Example: This project was completed using SQL, Python, Tableau, and a stepwise regression model.
Code: Now is the time to provide a link to the code you’ve written for your project.
The adage always tells us to “show, don’t tell.” If recruiters are intrigued by what you’ve told them about your project, they’ll want you to show them precisely what the bones of your project look like. Therefore, this is the right time to provide a link to your Github or another code-sharing repository. This section should only be one sentence long.
Example: Code for this project can be found here: link
How to put it all together to produce a project description:
Here is what our final project description would look like once you put together all of the individual parts:
Project Description: Conducted an analysis to determine air pollution levels in Beijing from July 1st to 15th and how they correlated with hospitalization rates during the same time frame. Worked independently for 3 weeks to extract, clean, analyze, and visualize Beijing air pollution-hospitalization rate data. OpenRefine was used to clean data obtained from Open Dataset A (Beijing air pollution level data between July 1st and July 15th — 350 values) and Open Dataset B (Beijing hospitalization rates between July 1st and July 15th — 50,000 values). This project was completed using SQL, Python, Tableau, and a stepwise regression model. Results from the analysis found that hospitalizations in Beijing spiked during periods of extreme air pollution, which indicates that hospitals in the city should be prepared for an influx of patients at this time. This study could be improved upon by also taking into account extreme temperatures that may also exacerbate pollution and health issues within the city.
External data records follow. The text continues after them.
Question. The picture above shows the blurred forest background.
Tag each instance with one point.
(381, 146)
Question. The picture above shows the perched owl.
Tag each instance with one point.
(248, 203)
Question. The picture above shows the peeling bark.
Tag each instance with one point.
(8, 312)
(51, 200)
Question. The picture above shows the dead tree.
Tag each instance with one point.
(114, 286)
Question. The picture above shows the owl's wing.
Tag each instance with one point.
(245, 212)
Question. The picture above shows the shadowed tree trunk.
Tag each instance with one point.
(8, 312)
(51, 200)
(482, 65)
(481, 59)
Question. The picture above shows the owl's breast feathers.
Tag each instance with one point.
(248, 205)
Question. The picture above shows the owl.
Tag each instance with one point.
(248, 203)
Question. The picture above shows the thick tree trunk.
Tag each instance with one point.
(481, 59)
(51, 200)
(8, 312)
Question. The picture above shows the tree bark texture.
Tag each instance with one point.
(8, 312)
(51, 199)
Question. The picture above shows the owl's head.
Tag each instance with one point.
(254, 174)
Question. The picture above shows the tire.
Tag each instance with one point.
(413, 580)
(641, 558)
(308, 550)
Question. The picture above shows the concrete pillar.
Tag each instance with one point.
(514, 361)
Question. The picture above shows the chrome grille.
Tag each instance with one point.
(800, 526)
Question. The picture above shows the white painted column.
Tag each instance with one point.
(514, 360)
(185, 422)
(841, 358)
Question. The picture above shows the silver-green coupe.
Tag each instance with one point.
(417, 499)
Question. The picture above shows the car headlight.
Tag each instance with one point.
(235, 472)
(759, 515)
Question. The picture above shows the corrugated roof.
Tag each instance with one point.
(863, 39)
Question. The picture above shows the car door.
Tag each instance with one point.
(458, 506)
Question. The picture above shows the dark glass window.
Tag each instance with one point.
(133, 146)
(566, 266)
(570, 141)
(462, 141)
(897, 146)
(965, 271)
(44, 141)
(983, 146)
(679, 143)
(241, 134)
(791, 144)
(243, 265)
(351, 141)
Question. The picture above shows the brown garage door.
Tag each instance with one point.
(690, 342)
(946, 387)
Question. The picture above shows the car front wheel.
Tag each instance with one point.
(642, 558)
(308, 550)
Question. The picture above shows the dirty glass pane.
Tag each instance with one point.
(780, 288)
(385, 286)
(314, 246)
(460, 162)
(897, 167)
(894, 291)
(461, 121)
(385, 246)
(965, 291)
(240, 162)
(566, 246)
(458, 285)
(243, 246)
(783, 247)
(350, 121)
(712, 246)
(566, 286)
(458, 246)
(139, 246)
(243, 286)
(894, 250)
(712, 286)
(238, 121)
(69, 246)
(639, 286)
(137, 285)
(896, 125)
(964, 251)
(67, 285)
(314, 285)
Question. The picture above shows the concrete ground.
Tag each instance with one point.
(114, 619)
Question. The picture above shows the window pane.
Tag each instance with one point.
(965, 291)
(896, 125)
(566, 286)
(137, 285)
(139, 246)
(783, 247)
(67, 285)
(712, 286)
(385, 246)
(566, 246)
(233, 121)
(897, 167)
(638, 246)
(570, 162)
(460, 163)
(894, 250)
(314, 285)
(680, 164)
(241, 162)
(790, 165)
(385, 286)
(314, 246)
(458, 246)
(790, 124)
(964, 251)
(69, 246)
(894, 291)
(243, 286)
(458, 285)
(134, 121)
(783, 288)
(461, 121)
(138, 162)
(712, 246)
Code for this project can be found here: link
- The components of your project description that you need on your resume include the objective/goal of the data analysis, your role in the project, a description of the data you used, a list of the models and tools you used, a link to your code repository, and a short discussion of the analysis results.
- Only include the pertinent details to your analysis to ensure that recruiters are getting the most amount of information in the shortest time possible.
- If you run out of room on your resume, only discuss the project objective, tools, and results — the rest can be discussed in the README file of your code repository.